Brian: Santayana also said, “Those who do not remember the past are condemned to repeat it.” Trade wars are as old as time. The theft of intellectual property was a staple of US economic strategy in the years after the nation’s founding. The Entente and the Central Powers fought WWI, in part, for trade supremacy. They repeated this fight 20 years later. I much prefer the “trade wars” of the 21st century. While protectionism results in inefficient economic outcomes, such as higher prices for consumers, it doesn’t necessarily cause recessions. It’s the uncertainty of it all that’s worrisome.
Still, you may be right. It may be too late to get defensive. The 10-year Treasury rate is already below 1.5%. The utility sector is already up 20% this year. It feels like this could be a repeat of early 2016 where a redirection of policy — this time from the administration’s trade representatives rather than the Fed — could be the catalyst for the cyclical sectors to regain their leadership.
James Carville — the political advisor behind Bill Clinton’s presidential campaign rallying cry: “It’s the economy, stupid” — once said that he wanted to be reincarnated as the bond market, so he could intimidate everyone. Carville is still with us, but the yield curve is inverted and investors are feeling the pressure. Will the administration be intimidated?

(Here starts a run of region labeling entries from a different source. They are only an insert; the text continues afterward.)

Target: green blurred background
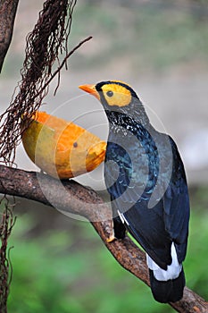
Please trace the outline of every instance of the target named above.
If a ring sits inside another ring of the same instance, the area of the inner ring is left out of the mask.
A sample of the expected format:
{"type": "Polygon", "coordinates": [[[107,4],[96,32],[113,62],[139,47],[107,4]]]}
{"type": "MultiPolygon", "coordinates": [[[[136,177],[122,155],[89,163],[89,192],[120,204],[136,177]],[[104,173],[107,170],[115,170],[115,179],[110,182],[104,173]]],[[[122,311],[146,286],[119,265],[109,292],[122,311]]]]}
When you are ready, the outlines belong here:
{"type": "MultiPolygon", "coordinates": [[[[20,80],[25,37],[41,7],[40,0],[20,3],[1,78],[2,111],[20,80]]],[[[120,79],[139,92],[156,113],[147,107],[153,123],[173,136],[185,162],[192,211],[184,267],[187,285],[204,298],[208,291],[207,17],[207,1],[78,0],[69,46],[88,35],[94,38],[70,59],[70,71],[62,72],[57,96],[53,97],[54,83],[43,107],[90,128],[93,115],[85,117],[89,110],[96,110],[97,103],[87,96],[78,98],[78,85],[120,79]]],[[[100,106],[99,110],[95,131],[106,139],[106,125],[99,127],[106,121],[100,106]]],[[[21,168],[35,169],[21,147],[17,163],[21,168]]],[[[102,166],[95,173],[79,181],[101,190],[102,166]]],[[[155,302],[149,288],[118,265],[88,223],[24,199],[18,199],[14,212],[18,218],[9,242],[14,247],[10,252],[9,312],[173,312],[170,306],[155,302]]]]}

Talley: We spend a lot of time worrying about foreign policy, but maybe we should give the US economy, its consumers, and its businesses more credit for their resilience and dynamism. Together, they constitute almost 90% of gross domestic product (GDP), whereas the government represents less than 20% of the economy.1
To be clear, I’m not dismissing the inverse relationship between economic policy uncertainty, which is elevated, and business spending growth, which is depressed. Logically, a highly uncertain policy environment and increased costs in the form of tariffs are delaying businesses’ decisions to spend and invest. My point is that households are in good shape at a time when we’re seeing a rapid policy response from central banks around the world, including the Federal Reserve.
Technically, the current US expansion began in June 2009, and is now the longest cycle on record, sustained by low interest rates, disinflation, and moderate real economic growth. True, trade wars and tariffs are downside risks to the economic outlook. However, global monetary policymakers are doing what they can to ensure the global expansion continues, albeit at a slower pace. In order for this cycle to meet an untimely demise, there would have to be a massive disruption in China or the US, neither of which appears likely to me given the current mix of accommodative policies from their respective central banks.

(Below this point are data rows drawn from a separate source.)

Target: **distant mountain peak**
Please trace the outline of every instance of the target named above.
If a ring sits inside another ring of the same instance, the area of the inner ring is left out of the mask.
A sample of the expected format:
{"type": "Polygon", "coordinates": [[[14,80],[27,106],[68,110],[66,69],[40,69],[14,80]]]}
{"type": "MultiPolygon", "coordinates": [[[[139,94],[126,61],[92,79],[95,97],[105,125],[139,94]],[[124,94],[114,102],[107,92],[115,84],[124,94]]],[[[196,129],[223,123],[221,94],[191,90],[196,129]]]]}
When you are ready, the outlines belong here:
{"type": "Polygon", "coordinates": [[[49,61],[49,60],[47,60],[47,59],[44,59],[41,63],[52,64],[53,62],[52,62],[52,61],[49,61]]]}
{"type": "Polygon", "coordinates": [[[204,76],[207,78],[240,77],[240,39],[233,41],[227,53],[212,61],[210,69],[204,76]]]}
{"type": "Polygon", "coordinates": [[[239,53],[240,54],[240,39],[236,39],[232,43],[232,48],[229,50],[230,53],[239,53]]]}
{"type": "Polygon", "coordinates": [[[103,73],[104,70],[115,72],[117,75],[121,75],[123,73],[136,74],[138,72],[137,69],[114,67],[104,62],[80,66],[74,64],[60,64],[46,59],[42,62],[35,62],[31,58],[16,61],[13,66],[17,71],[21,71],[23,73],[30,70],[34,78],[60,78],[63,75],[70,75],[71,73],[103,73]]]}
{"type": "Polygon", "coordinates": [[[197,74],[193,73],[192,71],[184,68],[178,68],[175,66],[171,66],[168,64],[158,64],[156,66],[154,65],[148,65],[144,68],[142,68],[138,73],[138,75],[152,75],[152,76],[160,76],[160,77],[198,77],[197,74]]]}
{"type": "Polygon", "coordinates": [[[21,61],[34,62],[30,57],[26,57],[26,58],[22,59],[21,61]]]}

What about international markets? The US-China trade war has been a significant headwind for Chinese and emerging market stocks. Given the Trump administration’s Twitter diplomacy, however, it’s reasonable to expect that trade risks could be toggled off with a tweet. If that happens, I believe that investors with no exposure to Chinese and emerging market stocks would miss a likely inflection point in those markets.
Brian: A nice contrarian view on emerging markets and China! I certainly see value in those markets. I’ll cede to you that final point.
Brian Levitt is the Global Market Strategist, North America, for Invesco. Talley Léger is a Senior Investment Strategist for the Global Thought Leadership team.
^1 Source: Bureau of Economic Analysis, 7/26/19.
The opinions referenced above are those of Brian Levitt and Talley Léger as of September 10, 2019.